Here is my value joiner - that does nothing:
public class EventWithIdentify implements ValueJoiner<Event, Event, Event> {
public Event apply(Event event, Event identifyEvent) {
return event;
}
}
Note I get this kind of massive slowdown whether it's join
or leftJoin
.
Also get the same slowdown if I send all Events
to the same topic & then branch them & then to the KTable
& then the leftJoin
(using .split().branch(...)
).
Funnily enough I get an even larger slowdown if I use Materialized('identify-table')
when converting the KStream
to a KTable
(.to(Materialized.as('identify-table'))
) !!
What the heck is going on? Sure I'd expect some slowdown but not this much!!!
For completeness here is the jmh
test code:
public class TopologyBenchMulti {
private static final String SCHEMA_REGISTRY_SCOPE = TopologyBenchMulti.class.getName();
private static final String MOCK_SCHEMA_REGISTRY_URL = "mock://" + SCHEMA_REGISTRY_SCOPE;
private static TopologyTestDriver testDriver;
@State(org.openjdk.jmh.annotations.Scope.Thread)
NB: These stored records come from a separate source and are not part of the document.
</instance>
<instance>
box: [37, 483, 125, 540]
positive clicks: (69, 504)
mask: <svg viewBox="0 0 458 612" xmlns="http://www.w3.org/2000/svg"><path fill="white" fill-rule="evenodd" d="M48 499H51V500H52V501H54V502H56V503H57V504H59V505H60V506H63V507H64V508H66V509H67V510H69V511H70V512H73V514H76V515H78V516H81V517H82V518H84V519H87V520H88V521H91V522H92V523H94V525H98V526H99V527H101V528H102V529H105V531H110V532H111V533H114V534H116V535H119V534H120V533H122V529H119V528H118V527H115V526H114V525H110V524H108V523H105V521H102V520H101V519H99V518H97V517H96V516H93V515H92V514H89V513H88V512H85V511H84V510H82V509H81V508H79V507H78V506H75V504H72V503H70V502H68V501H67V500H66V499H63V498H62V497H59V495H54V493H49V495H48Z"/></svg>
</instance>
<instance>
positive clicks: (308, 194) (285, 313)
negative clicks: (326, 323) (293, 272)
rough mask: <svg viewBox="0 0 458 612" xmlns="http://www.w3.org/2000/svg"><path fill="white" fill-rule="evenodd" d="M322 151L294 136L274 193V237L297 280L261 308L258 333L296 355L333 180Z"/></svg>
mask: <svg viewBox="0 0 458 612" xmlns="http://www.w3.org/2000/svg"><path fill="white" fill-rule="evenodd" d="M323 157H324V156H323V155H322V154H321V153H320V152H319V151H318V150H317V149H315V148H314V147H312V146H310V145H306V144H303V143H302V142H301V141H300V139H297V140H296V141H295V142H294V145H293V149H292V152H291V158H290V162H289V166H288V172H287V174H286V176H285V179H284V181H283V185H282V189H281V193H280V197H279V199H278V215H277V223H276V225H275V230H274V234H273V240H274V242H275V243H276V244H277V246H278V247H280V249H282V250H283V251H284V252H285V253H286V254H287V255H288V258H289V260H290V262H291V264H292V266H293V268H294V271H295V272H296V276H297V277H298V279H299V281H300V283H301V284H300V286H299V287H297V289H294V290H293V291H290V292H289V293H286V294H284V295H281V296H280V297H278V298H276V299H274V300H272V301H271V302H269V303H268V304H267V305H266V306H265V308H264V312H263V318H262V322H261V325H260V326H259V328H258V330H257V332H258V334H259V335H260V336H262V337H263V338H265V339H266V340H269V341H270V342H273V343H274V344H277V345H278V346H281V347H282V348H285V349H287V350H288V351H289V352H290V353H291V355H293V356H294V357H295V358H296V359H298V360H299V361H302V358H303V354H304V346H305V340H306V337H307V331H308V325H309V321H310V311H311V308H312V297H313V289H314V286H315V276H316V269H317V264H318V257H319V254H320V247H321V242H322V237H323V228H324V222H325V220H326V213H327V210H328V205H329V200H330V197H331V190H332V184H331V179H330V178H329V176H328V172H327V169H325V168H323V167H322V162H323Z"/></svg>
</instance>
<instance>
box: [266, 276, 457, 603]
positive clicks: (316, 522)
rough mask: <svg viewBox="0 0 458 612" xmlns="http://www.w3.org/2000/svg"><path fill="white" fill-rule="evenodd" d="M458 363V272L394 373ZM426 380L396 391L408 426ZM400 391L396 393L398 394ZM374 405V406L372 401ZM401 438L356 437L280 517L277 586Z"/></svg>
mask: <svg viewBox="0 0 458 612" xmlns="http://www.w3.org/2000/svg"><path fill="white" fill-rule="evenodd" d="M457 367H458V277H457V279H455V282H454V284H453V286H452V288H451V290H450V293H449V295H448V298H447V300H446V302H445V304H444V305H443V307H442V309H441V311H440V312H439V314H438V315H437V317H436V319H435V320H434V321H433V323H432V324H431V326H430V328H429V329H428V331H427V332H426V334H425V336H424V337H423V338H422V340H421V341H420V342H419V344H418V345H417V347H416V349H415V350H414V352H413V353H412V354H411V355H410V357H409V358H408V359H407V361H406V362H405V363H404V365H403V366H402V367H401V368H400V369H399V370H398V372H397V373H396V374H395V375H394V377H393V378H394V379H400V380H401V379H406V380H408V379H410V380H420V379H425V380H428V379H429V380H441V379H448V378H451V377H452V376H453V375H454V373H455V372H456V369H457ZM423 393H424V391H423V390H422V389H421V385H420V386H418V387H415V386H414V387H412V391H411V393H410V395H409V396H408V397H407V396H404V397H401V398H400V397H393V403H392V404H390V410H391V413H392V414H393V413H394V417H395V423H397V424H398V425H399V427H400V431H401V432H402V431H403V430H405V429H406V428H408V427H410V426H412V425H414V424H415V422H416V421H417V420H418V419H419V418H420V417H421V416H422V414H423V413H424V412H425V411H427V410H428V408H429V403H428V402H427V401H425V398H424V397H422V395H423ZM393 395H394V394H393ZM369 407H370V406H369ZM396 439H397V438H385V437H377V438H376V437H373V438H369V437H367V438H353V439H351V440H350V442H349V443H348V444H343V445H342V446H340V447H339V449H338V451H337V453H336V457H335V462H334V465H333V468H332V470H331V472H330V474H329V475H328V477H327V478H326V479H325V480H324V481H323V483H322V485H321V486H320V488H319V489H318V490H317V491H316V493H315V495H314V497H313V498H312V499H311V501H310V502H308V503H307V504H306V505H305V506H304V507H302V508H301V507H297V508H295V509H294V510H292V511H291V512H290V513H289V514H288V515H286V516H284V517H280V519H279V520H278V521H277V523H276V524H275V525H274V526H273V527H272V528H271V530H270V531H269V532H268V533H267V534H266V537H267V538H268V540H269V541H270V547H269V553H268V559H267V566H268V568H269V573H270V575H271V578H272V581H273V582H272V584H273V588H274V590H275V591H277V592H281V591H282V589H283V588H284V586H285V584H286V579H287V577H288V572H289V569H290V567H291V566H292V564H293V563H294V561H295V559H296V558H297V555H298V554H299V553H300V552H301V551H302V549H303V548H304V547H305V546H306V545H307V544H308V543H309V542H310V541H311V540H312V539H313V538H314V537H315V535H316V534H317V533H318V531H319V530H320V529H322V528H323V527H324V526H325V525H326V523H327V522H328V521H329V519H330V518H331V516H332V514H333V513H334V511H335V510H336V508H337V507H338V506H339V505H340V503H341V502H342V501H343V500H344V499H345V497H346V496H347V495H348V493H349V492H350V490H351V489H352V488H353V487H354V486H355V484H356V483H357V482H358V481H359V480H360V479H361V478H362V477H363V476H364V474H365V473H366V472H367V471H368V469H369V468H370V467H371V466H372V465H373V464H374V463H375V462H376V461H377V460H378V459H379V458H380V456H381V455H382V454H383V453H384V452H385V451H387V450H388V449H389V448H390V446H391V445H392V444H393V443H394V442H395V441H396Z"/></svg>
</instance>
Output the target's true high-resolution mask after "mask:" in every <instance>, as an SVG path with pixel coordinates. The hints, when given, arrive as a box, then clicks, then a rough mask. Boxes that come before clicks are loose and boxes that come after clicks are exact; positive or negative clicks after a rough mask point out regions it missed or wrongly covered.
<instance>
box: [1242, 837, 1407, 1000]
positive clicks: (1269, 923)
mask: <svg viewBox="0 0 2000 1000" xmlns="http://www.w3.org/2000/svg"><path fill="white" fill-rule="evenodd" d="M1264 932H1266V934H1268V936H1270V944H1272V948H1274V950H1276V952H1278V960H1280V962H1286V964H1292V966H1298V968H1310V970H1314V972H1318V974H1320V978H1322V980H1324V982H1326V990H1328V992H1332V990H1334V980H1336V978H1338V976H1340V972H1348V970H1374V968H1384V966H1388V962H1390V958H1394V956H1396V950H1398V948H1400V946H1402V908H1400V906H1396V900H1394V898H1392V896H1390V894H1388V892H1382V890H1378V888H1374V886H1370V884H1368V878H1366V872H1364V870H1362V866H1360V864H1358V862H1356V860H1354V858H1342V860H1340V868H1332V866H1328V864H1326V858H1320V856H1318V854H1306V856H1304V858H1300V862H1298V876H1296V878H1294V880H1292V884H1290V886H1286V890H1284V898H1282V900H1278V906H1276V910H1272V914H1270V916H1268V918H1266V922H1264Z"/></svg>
public static class MyState {
public TestInputTopic<String, Event> mainEventsTopic;
public TestInputTopic<String, Event> identifyTopic;
public Event regStartedEvent;
@Setup(Level.Trial)
public void setupState() {
Properties props = new Props().props;
props.put(StreamsConfig.APPLICATION_ID_CONFIG, "test");
props.put(StreamsConfig.BOOTSTRAP_SERVERS_CONFIG, "dummy:1234");
props.put(StreamsConfig.DEFAULT_KEY_SERDE_CLASS_CONFIG, Serdes.String().getClass().getName());
props.put(StreamsConfig.DEFAULT_VALUE_SERDE_CLASS_CONFIG, SpecificAvroSerde.class);
props.put("schema.registry.url", MOCK_SCHEMA_REGISTRY_URL);
// build the topology
Topology topology = EventTopologyMulti.topology().build();
// create a test driver. we will use this to pipe data to our topology
testDriver = new TopologyTestDriver(topology, props);
// create the avro value serde
Serde<Event> avroEventSerde = new SpecificAvroSerde<>();
Map<String, String> config = Map.of("schema.registry.url", MOCK_SCHEMA_REGISTRY_URL);
avroEventSerde.configure(config, false);
// create the test topics
mainEventsTopic =
testDriver.createInputTopic(
"event_ingestion", Serdes.String().serializer(), avroEventSerde.serializer());
identifyTopic =
testDriver.createInputTopic(
"identify_event", Serdes.String().serializer(), avroEventSerde.serializer());
Event identifyEvent =
Event.newBuilder()
.setId("foofie")
.setTimestamp(Instant.now())
.setEventName(EventName.Identify)
.setEvent(Identify.newBuilder().setUserId("userid-99").build())
.build();
identifyTopic.pipeInput("anonymous id", identifyEvent);
regStartedEvent =
Event.newBuilder()
.setId("goofie")
.setTimestamp(Instant.now())
.setEventName(EventName.RegistrationStarted)
.setEvent(
RegistrationStarted.newBuilder()
.setAuthenticationMethod(RegistrationMethod.email)
.build())
.build();
}
@TearDown(Level.Trial)
public void tearDown() {
testDriver.close();
}
}
@Benchmark
@BenchmarkMode(Mode.Throughput)
@OutputTimeUnit(TimeUnit.SECONDS)
public void benchmarkTopology(MyState state) {
state.mainEventsTopic.pipeInput("anonymous id", state.regStartedEvent);
}
}
And finally in my build.gradle
:
jmh {
iterations = 4
benchmarkMode = ['thrpt']
threads = 1
fork = 1
timeOnIteration = '3s'
resultFormat = 'TEXT'
profilers = []
warmupIterations = 3
warmup = '1s'
}
It's can't actually be this slow by just adding one join
on 1 table?? Is it TopologyTestDriver
is it me???
Losing hair over this thanks for any input!!!!